The operation is as follows:
- send memory object #1 to GPU
- execute kernel #1
- send memory object #2 to GPU
- execute kernel #2
- send memory object #3 to GPU
- execute kernel #3
dependency is:
- kernel #1 on memory object #1
- kernel #2 on memory object #2 as well as output memory of kernel #1
- kernel #3 on memory object #3 as well as output memory of kernels #1 & #2
Memory transmission and Kernel execute are performed in two separate command queues. Command dependency is done by GPU events as defined in OpenCL.
The whole operation is now looped just for performance analysis with the same input data.
As you can see in the timeline, the host is waiting a very long time on the GPU to finish with clWaitForEvents() while the GPU idles most of the time. You can also see the repeated operation. For convenience I also provide the list of all issued OpenCL commands.
My questions now are:
Why is the GPU idling so much? In my head I can easily push all "blue" items together and start the operation right away. Memory transfer is 6 GB/s which is the expected rate.
Why are the kernels executed so late? Why is there a gap between kernel #2 and kernel #3 execution?
Why are memory transfer and kernel not executed in parallel? I use 2 command queues, with only 1 queue it is even worse with performance.

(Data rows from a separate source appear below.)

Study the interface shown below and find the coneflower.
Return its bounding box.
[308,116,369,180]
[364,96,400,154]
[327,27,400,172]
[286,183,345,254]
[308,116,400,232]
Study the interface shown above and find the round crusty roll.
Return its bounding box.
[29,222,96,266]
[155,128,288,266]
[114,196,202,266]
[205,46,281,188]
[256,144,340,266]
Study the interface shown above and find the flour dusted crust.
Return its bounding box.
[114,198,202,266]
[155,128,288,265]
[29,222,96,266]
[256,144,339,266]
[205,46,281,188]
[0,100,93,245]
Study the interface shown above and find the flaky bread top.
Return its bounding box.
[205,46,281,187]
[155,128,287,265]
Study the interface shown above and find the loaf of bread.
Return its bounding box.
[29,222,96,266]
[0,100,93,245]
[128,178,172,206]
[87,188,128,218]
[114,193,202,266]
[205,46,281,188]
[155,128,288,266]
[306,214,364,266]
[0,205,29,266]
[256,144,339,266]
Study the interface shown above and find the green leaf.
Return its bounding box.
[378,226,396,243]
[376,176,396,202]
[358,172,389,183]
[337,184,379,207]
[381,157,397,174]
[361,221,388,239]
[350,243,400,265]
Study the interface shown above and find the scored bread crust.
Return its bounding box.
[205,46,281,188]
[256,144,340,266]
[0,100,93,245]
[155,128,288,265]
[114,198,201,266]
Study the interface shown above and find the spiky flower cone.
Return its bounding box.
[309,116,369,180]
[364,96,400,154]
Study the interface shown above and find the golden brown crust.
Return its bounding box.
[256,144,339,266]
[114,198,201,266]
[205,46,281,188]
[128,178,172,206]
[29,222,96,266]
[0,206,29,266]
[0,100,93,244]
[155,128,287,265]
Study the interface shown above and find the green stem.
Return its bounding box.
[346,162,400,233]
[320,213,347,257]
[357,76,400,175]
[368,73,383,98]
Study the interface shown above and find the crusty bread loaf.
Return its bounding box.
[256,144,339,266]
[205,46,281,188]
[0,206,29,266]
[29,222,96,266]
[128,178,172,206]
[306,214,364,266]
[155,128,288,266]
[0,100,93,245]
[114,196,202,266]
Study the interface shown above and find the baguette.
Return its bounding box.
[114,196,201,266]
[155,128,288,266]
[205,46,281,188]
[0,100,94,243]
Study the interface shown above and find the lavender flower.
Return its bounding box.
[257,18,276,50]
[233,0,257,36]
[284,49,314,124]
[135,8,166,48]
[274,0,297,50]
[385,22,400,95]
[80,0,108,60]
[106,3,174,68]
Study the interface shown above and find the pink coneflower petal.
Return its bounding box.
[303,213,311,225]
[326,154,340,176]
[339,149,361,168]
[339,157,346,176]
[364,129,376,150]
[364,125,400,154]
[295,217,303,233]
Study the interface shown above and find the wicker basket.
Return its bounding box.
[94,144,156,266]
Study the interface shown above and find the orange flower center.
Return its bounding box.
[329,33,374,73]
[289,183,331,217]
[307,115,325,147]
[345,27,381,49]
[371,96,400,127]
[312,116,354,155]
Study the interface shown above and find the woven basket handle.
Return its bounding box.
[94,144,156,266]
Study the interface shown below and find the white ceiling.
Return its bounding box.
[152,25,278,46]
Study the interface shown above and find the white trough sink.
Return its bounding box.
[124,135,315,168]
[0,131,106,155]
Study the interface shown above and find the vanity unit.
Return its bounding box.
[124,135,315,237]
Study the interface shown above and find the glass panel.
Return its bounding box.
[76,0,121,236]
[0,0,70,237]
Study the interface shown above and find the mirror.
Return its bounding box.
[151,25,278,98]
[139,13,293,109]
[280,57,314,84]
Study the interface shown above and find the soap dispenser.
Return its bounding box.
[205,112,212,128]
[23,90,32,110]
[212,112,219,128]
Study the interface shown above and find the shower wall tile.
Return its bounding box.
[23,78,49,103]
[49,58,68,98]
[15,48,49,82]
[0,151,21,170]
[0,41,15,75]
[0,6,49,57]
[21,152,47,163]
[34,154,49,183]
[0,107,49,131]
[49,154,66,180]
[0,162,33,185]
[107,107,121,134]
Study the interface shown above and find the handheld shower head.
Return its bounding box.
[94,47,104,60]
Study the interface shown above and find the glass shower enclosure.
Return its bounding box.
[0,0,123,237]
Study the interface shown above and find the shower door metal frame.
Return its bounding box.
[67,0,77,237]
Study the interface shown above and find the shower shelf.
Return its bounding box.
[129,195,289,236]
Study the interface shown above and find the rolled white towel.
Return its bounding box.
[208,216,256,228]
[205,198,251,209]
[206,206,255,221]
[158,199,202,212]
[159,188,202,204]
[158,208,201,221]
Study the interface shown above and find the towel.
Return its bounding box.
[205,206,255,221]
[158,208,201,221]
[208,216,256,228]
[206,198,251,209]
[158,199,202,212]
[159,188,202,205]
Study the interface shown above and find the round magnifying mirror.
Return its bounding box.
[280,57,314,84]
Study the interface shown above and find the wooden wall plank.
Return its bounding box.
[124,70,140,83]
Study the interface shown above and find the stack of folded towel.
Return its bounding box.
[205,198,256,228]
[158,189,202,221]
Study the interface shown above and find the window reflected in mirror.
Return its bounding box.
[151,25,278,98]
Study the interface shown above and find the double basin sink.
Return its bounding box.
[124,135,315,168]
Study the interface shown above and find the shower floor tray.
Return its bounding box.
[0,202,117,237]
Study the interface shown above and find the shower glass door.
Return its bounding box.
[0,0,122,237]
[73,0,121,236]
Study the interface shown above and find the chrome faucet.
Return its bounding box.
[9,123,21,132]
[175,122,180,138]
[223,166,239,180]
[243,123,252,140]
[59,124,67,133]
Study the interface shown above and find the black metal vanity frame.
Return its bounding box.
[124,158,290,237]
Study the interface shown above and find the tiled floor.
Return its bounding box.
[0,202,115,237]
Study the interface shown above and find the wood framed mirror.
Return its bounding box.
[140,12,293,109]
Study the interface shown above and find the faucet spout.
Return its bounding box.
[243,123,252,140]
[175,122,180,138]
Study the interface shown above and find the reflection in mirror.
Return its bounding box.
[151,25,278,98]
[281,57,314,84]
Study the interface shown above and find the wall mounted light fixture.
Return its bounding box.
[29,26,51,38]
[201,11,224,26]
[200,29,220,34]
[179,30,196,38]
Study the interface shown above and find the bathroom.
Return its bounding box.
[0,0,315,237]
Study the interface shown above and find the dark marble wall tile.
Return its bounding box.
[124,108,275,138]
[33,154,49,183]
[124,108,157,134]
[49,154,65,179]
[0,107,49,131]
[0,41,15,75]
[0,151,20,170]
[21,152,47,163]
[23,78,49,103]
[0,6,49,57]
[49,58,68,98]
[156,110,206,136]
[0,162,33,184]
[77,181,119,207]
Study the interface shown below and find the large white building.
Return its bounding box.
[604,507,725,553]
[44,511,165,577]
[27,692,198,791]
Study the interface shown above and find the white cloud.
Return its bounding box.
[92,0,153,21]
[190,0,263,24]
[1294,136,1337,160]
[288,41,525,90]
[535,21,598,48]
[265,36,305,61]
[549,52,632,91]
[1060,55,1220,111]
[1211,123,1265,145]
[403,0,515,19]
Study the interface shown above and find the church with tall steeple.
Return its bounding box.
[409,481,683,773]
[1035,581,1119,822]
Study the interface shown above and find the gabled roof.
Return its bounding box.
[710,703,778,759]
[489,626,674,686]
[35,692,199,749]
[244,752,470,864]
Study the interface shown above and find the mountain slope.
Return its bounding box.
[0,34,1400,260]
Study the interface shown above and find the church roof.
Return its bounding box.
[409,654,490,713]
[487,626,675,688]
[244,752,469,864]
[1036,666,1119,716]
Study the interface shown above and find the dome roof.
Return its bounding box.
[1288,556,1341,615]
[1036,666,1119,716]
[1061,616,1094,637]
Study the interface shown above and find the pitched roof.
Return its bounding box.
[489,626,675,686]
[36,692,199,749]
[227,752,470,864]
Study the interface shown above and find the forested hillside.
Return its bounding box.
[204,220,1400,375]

Just by pushing all commands together in my head (keeping dependency of course, so 1st green must start after 1st blue) I can triple performance. I don't know why the GPU is so sluggish. Has anyone some insight?
Some number crunching
- Memory Transfer #1 is 253 µs
- Memory Transfer #2 is 120 µs
Memory Transfer #3 is 143 µs -- which is always too high for unknown reasons, it should be about 1/2 of #2 or in range 70-80 µs
Kernel #1 is 74 µs
- Kernel #2 is 95 µs
- Kernel #3 is 107 µs
as Kernel #1 is faster than Memory Transfer #2 and Kernel #2 is faster than Memory Transfer #3 overall time should be:
- 253 µs + 120 µs + 143 µs + 107 µs = 623 µs
but clWaitForEvents is
- 1758 µs -- or about 3x as much
Yes, there are some losses and I'm fine with like 10% (60 µs), but 300% is too much.